Naja, wenn man einen Satz aus dem Zusammenhang reißt und den (erklärenden) Rest ignoriert, stimme ich zu.
Falls Du mir einen "Gewinner" bringst, der den "Gewinn" erhalten hat, gebe ich einen aus.


----------



## Aka-Aka (5 Mai 2009)

*AW: GEWINNBENACHRICHTIGUNG über 915 810,00 Euro*



Siggi-51 schrieb:


> Falls Du mir einen "Gewinner" bringst, der den "Gewinn" erhalten hat, gebe ich einen aus.


Wer sprach davon, dass ein *Gewinner* einen *Gewinn* gehabt hätte? Heiko nicht, oder?


Heiko schrieb:


> Ab und an haben die *Versender* schon Geld bekommen, sonst würden die das nimmer machen.





Antiscammer schrieb:


> Es gibt eine Schätzung, die allein für Deutschland im Jahre 2007 den Schaden durch den 419-Betrug auf sage und schreibe 280 Mio. US-$ beziffert.


Also gibt es da einen Haufen *Gewinne*...


----------



## Siggi-51 (6 Mai 2009)

*AW: GEWINNBENACHRICHTIGUNG über 915 810,00 Euro*



Aka-Aka schrieb:


> Wer sprach davon, dass ein *Gewinner* einen *Gewinn* gehabt hätte? Heiko nicht, oder?
> 
> Also gibt es da einen Haufen *Gewinne*...



Also irgendwie scheinen hier alle nur meinen ersten Satz zu lesen und den Rest, der ja genau das aussagt, nicht sehen zu wollen, um (für mich) völlig überflüssige Belehrungen abzulassen.
Komische Art von Rechthaberei - aber wer´s unbedingt braucht.......


----------



## webwatcher (6 Mai 2009)

*AW: GEWINNBENACHRICHTIGUNG über 915 810,00 Euro*



Siggi-51 schrieb:


> Naja, wenn man einen Satz aus dem Zusammenhang reißt und den (erklärenden) Rest ignoriert, stimme ich zu.

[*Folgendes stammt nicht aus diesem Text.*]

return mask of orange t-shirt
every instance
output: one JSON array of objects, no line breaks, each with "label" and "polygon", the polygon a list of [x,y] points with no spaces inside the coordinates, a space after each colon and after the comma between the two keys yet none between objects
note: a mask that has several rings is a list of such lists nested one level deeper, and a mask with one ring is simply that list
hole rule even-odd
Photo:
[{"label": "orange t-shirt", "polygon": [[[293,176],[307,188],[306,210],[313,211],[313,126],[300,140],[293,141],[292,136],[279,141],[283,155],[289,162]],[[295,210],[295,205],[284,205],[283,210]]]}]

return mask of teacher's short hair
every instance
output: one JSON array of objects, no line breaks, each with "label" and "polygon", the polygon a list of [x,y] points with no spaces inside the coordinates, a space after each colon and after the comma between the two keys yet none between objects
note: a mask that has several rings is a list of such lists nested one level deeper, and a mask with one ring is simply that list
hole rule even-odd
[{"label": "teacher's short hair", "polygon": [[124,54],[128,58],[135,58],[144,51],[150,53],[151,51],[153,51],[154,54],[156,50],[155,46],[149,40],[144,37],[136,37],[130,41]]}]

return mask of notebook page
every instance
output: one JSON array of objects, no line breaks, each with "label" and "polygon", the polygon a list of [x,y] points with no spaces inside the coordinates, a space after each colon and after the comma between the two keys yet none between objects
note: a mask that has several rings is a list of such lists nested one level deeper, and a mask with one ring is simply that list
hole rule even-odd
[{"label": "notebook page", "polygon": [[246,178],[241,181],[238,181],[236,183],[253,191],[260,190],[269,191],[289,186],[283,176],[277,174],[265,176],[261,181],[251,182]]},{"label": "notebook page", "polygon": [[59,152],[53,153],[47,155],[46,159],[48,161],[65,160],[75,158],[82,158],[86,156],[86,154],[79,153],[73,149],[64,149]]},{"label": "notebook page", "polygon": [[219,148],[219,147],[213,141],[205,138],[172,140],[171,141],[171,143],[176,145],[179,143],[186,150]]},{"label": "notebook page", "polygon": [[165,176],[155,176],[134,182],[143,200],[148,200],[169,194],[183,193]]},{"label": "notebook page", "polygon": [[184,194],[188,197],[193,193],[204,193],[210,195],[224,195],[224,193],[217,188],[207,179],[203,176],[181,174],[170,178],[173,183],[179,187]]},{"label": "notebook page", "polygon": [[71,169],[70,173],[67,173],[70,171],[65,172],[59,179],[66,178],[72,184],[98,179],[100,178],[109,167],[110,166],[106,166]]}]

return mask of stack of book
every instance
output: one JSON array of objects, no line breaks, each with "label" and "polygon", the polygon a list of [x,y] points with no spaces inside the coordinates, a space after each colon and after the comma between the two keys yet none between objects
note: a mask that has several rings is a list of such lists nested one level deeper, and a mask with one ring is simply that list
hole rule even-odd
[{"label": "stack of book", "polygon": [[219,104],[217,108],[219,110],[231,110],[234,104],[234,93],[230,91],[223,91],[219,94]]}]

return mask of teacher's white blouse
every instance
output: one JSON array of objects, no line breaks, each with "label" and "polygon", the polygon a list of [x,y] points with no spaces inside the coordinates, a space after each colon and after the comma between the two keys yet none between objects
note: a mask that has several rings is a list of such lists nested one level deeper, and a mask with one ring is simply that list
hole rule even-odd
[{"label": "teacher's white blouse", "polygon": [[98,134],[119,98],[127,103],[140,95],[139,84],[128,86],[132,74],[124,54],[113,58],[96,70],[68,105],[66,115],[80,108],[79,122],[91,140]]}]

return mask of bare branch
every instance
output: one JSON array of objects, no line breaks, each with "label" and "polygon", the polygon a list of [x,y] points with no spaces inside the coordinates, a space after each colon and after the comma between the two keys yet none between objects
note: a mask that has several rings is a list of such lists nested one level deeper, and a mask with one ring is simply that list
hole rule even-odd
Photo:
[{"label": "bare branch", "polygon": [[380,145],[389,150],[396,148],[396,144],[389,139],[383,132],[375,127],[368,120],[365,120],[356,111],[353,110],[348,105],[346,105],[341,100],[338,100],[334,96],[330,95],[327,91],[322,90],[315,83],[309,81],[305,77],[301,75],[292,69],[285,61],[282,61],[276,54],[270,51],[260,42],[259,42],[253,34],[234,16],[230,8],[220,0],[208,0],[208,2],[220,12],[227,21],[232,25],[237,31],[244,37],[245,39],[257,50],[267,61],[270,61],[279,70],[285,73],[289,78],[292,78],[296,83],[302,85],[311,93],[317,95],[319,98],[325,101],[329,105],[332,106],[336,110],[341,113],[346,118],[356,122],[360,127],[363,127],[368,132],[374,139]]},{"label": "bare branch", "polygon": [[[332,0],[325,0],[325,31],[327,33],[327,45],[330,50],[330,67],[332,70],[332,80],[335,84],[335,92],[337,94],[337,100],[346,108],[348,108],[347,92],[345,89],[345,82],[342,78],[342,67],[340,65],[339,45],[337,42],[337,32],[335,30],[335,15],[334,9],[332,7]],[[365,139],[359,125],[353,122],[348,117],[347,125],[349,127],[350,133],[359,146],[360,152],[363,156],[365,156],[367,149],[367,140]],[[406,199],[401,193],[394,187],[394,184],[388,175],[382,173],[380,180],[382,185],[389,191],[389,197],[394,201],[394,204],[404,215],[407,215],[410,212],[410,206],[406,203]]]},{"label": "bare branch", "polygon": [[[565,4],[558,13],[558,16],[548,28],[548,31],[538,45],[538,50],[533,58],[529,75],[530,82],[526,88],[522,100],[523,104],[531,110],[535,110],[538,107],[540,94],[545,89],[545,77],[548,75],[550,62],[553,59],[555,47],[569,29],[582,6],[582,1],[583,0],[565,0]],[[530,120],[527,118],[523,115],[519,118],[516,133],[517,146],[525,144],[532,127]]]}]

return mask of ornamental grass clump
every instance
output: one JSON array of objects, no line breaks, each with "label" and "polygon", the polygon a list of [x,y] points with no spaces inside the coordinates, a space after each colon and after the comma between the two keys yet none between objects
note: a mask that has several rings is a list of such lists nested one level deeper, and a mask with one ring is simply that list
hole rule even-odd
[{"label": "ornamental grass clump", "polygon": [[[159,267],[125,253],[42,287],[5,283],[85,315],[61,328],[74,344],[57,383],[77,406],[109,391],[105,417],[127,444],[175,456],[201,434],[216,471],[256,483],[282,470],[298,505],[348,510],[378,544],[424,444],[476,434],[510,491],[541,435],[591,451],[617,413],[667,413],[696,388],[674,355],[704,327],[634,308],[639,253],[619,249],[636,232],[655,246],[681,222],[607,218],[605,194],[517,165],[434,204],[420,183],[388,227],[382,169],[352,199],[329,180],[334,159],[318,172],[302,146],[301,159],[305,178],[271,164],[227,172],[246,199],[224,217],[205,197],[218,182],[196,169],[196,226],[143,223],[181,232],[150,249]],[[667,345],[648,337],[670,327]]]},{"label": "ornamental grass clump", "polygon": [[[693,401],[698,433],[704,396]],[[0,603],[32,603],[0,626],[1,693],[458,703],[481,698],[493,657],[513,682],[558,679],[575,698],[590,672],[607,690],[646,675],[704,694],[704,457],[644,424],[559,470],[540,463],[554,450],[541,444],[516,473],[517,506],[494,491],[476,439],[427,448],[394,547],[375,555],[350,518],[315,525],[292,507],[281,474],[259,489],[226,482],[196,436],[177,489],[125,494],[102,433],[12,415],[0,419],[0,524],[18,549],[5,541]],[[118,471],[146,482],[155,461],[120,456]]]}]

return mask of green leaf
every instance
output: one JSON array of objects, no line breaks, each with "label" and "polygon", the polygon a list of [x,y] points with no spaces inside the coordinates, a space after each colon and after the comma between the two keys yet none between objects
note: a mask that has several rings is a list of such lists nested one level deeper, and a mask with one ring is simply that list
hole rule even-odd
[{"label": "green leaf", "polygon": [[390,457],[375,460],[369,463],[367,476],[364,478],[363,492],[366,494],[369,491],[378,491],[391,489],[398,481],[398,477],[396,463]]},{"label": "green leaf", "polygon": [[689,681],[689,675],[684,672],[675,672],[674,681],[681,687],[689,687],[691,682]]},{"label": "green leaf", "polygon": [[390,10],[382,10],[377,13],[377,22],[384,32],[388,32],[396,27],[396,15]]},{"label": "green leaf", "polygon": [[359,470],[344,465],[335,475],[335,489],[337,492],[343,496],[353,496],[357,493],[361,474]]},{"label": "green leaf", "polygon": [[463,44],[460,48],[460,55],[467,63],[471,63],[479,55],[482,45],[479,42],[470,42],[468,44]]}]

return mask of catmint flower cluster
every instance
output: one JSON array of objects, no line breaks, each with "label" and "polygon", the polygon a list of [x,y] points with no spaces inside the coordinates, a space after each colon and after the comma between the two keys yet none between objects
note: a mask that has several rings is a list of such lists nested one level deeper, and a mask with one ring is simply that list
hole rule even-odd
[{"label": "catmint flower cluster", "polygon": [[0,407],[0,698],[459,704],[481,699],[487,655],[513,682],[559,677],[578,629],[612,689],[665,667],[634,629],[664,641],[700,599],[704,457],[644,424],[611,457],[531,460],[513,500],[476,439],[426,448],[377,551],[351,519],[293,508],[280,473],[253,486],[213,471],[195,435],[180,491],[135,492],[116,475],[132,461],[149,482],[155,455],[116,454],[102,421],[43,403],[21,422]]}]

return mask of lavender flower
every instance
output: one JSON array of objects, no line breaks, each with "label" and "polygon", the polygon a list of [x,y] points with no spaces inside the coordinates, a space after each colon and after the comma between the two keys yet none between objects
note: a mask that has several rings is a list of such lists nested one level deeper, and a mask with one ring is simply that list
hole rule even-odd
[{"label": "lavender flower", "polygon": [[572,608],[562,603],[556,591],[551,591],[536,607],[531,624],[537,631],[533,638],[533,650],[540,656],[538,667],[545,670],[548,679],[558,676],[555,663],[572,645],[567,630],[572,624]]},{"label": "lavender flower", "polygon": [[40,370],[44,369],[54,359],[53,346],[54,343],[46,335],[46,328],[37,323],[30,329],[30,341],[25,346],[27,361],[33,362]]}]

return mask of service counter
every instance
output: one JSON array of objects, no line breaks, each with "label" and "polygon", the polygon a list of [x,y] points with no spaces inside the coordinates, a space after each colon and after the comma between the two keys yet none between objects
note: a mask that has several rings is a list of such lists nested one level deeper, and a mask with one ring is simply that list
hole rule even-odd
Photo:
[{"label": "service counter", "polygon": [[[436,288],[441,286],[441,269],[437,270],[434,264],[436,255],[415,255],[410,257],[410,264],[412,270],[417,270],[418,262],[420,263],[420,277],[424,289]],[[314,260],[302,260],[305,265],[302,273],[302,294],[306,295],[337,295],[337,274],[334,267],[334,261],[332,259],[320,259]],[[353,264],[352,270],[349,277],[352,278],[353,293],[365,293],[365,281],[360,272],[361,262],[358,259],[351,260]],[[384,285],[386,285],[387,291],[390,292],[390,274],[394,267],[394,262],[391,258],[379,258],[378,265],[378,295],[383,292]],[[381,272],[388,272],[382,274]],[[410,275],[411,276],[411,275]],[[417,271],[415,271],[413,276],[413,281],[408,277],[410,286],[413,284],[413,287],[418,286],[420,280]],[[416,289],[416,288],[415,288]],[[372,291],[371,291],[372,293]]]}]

das gilt genauso für dich 


Heiko schrieb:


> Siggi-51 schrieb:
> 
> 
> > Hallo Sandra,
> ...



Um es für dich leichter verständlich  zu machen, das Posting mit Ironietags: 



Heiko schrieb:


> Siggi-51 schrieb:
> 
> 
> > Hallo Sandra,
> ...



Ende der Wortklaubereien


----------